Pandora and paying subscribers were once an oil-and-water combination. Now, that’s starting to change.
Earlier today, Pandora revealed their Q2 2018 earnings report. At a top level, the report showed a 12% revenue increase over the previous year. Amazingly, that’s minus Australia and New Zealand, where the company ceased operations last July. The company posted revenues of $384.8 million despite these regional withdrawals.
Pandora was last profitable in 2014, though its current losses are narrowing. During the quarter, net losses attributable to common stockholders slimmed to $99.5 million for the three month period ending June 30th. That’s substantially lower than losses of $289.7 million during the same period last year.
A quick breakdown of Pandora’s earnings report reveals that ad-supported revenue accounted for $271.1 million, while subscriber revenue generated $113.7 million. That’s an increase of 67% compared to last year when you consider the removal of Australia and New Zealand — not to mention the dump-off of Ticketfly to Eventbrite last year.
In other words: a lot of moving parts here, including a lot of changes that make year-over-year comparisons tricky. But paid subscribers are definitely moving upward at a steady pace.
While quarterly revenues are up compared to last year, listening hours and active users are both down.
In Q2 2017, the service boasted 76 million active users with 5.22 billion hours of music.
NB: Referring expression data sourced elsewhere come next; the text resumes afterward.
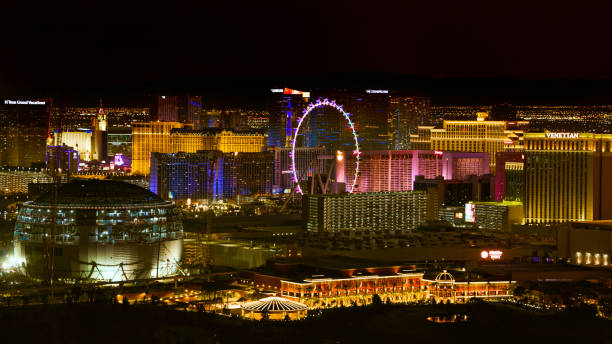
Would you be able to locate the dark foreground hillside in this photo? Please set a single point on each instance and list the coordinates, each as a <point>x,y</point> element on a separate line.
<point>100,323</point>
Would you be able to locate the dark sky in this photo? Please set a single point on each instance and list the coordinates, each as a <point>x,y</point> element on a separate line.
<point>113,45</point>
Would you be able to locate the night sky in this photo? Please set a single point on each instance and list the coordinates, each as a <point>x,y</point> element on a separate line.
<point>98,47</point>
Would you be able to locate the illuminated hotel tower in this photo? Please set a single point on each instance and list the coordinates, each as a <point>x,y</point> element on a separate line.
<point>467,136</point>
<point>285,107</point>
<point>100,136</point>
<point>150,137</point>
<point>567,177</point>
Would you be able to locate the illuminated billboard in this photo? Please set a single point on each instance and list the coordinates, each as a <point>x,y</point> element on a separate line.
<point>469,212</point>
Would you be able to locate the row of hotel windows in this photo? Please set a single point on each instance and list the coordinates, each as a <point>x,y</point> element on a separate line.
<point>588,258</point>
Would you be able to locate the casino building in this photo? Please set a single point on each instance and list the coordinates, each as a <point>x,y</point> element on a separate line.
<point>567,177</point>
<point>104,230</point>
<point>324,282</point>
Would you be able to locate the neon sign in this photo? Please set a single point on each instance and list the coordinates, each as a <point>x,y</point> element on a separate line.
<point>561,135</point>
<point>493,254</point>
<point>119,160</point>
<point>469,212</point>
<point>24,102</point>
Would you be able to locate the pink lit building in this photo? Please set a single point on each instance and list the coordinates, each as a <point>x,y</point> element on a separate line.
<point>396,170</point>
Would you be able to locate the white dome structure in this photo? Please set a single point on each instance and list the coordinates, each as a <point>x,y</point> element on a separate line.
<point>274,308</point>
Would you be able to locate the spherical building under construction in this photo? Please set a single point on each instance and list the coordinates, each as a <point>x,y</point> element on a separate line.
<point>104,230</point>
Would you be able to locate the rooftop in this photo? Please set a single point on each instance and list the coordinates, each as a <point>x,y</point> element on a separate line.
<point>100,193</point>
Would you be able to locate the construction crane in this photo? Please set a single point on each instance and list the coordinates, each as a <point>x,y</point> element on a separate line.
<point>49,237</point>
<point>210,215</point>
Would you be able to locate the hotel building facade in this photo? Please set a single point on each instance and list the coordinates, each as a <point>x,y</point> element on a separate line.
<point>378,211</point>
<point>396,170</point>
<point>346,284</point>
<point>468,136</point>
<point>567,177</point>
<point>174,137</point>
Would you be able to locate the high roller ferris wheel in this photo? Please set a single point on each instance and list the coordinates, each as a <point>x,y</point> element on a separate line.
<point>356,152</point>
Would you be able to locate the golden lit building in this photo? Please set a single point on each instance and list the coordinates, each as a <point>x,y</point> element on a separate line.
<point>567,177</point>
<point>150,137</point>
<point>402,287</point>
<point>190,141</point>
<point>468,136</point>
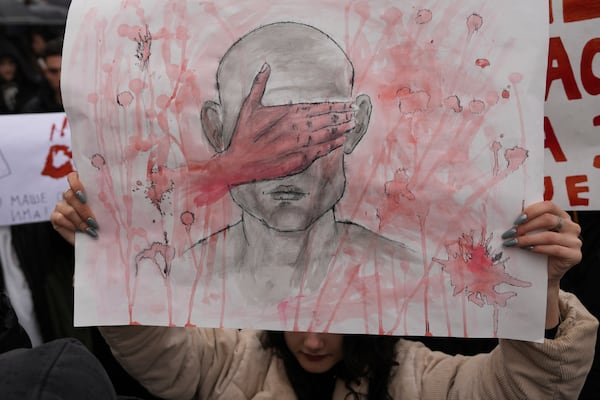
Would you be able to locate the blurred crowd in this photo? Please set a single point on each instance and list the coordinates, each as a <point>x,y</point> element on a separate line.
<point>30,66</point>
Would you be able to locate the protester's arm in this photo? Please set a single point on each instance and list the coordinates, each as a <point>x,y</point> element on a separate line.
<point>555,369</point>
<point>184,363</point>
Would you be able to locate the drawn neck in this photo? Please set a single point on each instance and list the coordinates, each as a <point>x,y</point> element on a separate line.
<point>291,248</point>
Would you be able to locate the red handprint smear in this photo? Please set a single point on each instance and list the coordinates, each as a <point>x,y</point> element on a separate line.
<point>55,153</point>
<point>476,272</point>
<point>59,159</point>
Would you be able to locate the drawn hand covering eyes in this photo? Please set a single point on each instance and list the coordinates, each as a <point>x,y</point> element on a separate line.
<point>270,142</point>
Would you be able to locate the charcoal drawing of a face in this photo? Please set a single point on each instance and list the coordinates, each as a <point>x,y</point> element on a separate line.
<point>307,66</point>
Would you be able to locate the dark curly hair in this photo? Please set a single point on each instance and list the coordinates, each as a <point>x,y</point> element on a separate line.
<point>367,357</point>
However, the Q2 2018 report reveals these metrics are down to 71.4 million active users and 5.09 billion listening hours.
The extra boost in revenue can be attributed to 351,000 new paid subscribers for the streaming service’s Plus and Premium plans, which brings total subscribers up to 6 million.
The added subscriber growth can be partly attributed to the launch of the $14.99 family streaming plan, which the company believes will continue to be a significant driver for growth for the rest of 2018. CEO Roger Lynch confirmed that the streaming service’s paid subscribers listen to music three times longer than their ad-supported counterparts.
The company gained twice as many paid subscribers in Q2 2018 compared to the previous quarter of the same year.
But advertiser revenue per minute reached all-time highs for the streaming company, hitting the $68.75 per minute mark. Lynch also detailed the company’s plans going forward, mentioning the launch of a student plan and expanding device support for the Pandora app.